The process follows these steps:
Sample Testing: After the computer algorithm identifies a potential match, the transplant center arranges laboratory testing for both donor and recipient.
Specific Assays: Tests such as Complement Dependent Cytotoxicity (CDC) and flow cytometry crossmatch are performed. These assays mix the recipient’s serum with donor cells to determine whether the recipient’s antibodies bind to donor tissue.
Final Approval: The results of these physical tests guide the transplant team in making the final decision about surgery, ensuring that the risk of immediate rejection is minimized.
This two step approach—first virtual, then physical—is essential because antibody levels can change over time, and physical tests may detect risks that computer based evaluations cannot.
Key reasons why physical tests and further verification remain necessary include:
Predictive Nature: The virtual crossmatch is designed to predict a negative crossmatch based on unacceptable antigens.
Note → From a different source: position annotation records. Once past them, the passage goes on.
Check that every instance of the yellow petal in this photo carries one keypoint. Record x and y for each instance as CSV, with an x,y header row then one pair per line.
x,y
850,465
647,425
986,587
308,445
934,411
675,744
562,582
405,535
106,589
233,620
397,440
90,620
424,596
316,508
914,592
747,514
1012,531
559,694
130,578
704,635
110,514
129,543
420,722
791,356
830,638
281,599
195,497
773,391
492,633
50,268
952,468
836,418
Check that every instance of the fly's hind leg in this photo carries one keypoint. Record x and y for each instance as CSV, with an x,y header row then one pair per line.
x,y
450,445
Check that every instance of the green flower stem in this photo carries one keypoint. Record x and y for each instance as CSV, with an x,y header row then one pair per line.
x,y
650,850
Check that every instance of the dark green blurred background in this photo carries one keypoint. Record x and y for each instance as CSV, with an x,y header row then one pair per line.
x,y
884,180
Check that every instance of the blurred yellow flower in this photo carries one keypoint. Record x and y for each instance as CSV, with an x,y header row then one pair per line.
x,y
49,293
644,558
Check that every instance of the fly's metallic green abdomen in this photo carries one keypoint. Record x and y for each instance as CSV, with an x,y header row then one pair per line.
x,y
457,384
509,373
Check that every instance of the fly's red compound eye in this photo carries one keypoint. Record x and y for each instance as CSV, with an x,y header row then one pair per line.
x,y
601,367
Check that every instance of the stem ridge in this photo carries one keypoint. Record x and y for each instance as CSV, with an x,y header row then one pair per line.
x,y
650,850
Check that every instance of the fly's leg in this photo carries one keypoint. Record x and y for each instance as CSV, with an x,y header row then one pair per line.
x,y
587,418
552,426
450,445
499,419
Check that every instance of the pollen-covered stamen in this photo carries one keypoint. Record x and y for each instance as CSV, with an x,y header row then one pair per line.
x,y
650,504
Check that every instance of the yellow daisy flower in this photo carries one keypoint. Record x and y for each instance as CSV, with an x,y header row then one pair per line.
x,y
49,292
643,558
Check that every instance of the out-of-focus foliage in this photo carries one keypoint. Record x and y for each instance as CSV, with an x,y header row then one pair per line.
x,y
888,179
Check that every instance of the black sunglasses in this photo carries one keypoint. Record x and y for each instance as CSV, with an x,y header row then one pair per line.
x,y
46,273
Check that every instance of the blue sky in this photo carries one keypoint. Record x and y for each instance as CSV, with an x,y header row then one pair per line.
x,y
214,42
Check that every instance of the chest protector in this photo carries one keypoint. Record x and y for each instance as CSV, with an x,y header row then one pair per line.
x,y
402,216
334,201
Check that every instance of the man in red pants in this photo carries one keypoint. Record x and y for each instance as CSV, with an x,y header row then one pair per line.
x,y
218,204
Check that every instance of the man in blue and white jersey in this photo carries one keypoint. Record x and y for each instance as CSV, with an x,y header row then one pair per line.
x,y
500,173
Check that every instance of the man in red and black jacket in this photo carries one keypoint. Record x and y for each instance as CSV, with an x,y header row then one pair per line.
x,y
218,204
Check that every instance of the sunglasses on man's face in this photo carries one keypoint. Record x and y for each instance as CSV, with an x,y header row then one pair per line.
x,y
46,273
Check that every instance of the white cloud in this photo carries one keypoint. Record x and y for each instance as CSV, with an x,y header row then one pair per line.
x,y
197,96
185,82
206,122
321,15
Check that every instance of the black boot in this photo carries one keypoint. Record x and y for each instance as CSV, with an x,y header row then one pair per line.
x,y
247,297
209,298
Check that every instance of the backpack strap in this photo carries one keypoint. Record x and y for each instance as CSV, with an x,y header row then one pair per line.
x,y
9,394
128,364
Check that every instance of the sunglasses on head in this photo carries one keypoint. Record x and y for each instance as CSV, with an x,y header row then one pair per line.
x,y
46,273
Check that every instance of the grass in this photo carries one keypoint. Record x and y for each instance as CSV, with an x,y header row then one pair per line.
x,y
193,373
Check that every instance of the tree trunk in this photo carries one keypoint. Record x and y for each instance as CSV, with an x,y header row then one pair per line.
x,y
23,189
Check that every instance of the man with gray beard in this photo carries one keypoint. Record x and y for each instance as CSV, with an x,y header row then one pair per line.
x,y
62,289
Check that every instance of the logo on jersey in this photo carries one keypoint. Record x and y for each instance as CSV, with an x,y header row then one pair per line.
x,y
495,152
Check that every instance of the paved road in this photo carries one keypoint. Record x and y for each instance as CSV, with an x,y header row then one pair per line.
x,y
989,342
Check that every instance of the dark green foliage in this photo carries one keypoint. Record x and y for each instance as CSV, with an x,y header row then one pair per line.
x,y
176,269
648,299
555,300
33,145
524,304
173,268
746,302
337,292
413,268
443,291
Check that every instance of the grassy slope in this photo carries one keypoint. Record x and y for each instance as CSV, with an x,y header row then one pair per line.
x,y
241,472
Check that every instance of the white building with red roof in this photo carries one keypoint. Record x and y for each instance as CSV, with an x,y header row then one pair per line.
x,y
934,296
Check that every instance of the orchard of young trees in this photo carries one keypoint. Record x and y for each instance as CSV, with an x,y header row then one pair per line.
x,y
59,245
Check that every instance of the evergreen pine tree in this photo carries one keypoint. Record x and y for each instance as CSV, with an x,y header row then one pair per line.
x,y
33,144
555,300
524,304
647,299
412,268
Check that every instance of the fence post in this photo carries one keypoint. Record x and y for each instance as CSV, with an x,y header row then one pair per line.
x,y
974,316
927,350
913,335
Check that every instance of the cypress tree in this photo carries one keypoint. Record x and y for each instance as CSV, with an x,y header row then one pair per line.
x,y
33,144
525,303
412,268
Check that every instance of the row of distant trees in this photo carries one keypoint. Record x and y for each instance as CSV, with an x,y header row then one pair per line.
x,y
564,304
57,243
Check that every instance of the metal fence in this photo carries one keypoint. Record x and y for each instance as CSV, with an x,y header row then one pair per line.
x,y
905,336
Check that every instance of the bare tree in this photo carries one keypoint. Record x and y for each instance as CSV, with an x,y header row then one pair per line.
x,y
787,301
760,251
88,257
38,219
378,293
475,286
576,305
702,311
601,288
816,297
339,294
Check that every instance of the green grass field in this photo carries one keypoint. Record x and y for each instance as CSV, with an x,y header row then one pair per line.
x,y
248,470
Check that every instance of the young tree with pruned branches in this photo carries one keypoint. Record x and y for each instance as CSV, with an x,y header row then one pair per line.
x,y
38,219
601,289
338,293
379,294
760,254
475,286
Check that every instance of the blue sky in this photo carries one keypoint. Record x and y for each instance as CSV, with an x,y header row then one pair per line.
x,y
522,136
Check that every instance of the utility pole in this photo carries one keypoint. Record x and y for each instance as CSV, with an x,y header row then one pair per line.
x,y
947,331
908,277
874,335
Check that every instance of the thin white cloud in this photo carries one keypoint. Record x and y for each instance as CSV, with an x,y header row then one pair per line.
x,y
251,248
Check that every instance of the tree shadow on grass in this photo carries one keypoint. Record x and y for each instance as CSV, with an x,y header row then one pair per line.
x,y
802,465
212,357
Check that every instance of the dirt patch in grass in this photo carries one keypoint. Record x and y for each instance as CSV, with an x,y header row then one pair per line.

It is not a definitive biological confirmation.
Clinical Contraindications: A positive CDC crossmatch remains a clinical contraindication for transplantation.
Assay Limitations: Solid phase assays (such as Luminex) used in virtual crossmatching have technical limitations. They may produce false positives due to neoepitopes formed during recombinant antigen production, or false negatives due to serum interfering substances or antibody spreading across multiple antigens.
Non HLA Antibodies: Although solid phase assays are the most practical method for detecting non HLA antibodies, their detection remains challenging. Surrogate endothelial cells used as sensors do not always express antigens such as MICA consistently.